Along with partners at Oak Ridge National Laboratory and SLAC National Accelerator Laboratory, Giaccone and a group of SRF experts at Fermilab are working on a method for cleaning the inside of cavities made of niobium.

The main goal is to limit an unwanted effect called “field emission,” during which the cavity’s inner surface emits electrons. The more the field emission is reduced, the better, since electrons flying off the cavity surface can cause the cavity’s efficiency to plummet.

Scientists can reduce field emission in cavities by high-pressure water rinsing in cleanrooms. However, some contaminants may still fall on the cavity surface as the cavities are assembled into the larger building blocks that make up the final accelerator, called cryomodules.

Giaccone is working on a different technique, called plasma processing, originally proposed and implemented at Oak Ridge National Laboratory. Giaccone and the multi-institution plasma processing team are now developing an extension of this technique for cleaning cavities for the upcoming Linac Coherent Light Source upgrade, called LCLS-II, an X-ray laser currently under construction at SLAC.

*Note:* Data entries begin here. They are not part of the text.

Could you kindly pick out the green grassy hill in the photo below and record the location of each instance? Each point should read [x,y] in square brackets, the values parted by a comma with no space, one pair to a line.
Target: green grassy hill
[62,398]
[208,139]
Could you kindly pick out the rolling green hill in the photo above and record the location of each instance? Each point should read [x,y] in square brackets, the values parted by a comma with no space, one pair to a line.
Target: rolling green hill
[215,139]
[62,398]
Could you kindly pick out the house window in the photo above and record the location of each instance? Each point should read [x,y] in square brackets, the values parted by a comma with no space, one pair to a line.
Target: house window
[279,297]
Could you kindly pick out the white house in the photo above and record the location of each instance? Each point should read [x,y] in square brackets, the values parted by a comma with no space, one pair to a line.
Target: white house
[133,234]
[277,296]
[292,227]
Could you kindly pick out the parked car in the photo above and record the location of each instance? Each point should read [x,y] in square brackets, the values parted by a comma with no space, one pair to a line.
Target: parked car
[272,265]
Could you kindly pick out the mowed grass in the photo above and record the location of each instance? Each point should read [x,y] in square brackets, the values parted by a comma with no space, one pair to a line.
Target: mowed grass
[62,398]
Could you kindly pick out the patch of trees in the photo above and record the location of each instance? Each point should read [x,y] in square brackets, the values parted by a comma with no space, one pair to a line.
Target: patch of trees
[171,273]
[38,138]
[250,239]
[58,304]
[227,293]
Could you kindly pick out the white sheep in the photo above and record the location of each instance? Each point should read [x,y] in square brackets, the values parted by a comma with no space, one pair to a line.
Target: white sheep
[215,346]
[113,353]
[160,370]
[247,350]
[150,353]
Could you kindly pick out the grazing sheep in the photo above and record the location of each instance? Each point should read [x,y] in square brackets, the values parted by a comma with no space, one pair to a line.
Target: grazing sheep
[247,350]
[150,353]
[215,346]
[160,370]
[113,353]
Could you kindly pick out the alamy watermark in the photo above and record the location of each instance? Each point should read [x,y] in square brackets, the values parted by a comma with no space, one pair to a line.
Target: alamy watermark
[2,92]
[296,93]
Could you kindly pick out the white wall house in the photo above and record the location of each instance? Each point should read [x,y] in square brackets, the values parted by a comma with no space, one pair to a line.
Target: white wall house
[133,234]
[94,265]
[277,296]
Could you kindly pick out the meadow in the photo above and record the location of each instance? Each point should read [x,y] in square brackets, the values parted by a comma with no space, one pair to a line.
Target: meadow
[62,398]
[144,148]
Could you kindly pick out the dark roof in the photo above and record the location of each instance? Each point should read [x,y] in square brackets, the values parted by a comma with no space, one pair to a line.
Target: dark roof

This shows the inside of an accelerating cavity. A low-pressure, inert gas is necessary to ignite the glow discharge inside the cavity. Photo courtesy of Bianca Giaccone

By using plasma, they can treat the cavities’ inner walls even as they sit inside a particle accelerator. There would be no need to move or disassemble the cryomodules, which would be extremely costly. The technique has the potential of having a very high impact, as it can be applied to recover the performance of degraded cavities in accelerators worldwide.

On behalf of the collaboration, Giaccone presented the promising first results from tests of this method, which they applied to 1.3-GHz cavities for LCLS-II. One of the main innovations brought by the Fermilab team is an easier and more effective way to ignite the plasma in the cavities, as detailed in a recent paper published by the group.

The group plans to implement the technique on an LCLS-II cryomodule at Fermilab and eventually at the LCLS-II site at SLAC.

Giaccone is working on her thesis under the supervision of IIT professor John Zasadzinski and Fermilab scientist and Peoples fellow Martina Martinello.

The Young Investigator Prize for Best Talk is given to an individual based on the relevance and impact of the scientific work; the novelty and quality of the scientific work; the quality of the poster and oral presentation; and the individual’s interaction and professionalism toward the program committee.

This work is supported by a plasma processing grant from the Office of Basic Energy Science, and by the GARD facilities program of the Office of High Energy Physics in the DOE Office of Science.